U.S. consumer confidence rises in December 2013

Consumer confidence increased in December 2013 as consumers expressed more confidence in future economic and job prospects, according to The Conference Board.

The Conference Board's Consumer Confidence Index rose to 78.1 in December 2013 from 72 in November 2013. A reading of 90 or higher indicates a healthy economy.

The index measures how shoppers feel about business conditions, the job market and the next six months. Economists watch the index closely because consumer spending accounts for about 70 percent of economic activity and is a critical part of a strong rebound.

Those expecting business conditions to improve during the next six months rose to 17.2 percent from 16.7 percent, and those expecting business conditions to worsen decreased to 14 percent from 16.1 percent.

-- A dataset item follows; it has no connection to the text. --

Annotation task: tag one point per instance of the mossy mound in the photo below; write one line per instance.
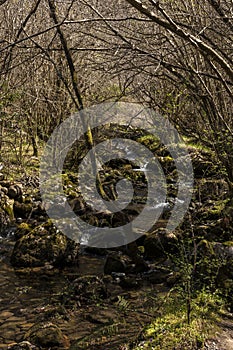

Additionally, 17.1 percent expect more jobs during the next six months compared with 13.1 percent in November 2013. Those expecting fewer jobs decreased from 21.4 percent to 19 percent.

"Consumer confidence rebounded in December and is now close to pre-government shutdown levels," says Lynn Franco, The Conference Board's director of economic indicators. "Sentiment regarding current conditions increased to a 5 1/2-year high, with consumers attributing the improvement to more favorable economic and labor market conditions. Looking ahead, consumers expressed a greater degree of confidence in future economic and job prospects but were moderately more pessimistic about their earning prospects. Despite the many challenges throughout 2013, consumers are in better spirits today than when the year began."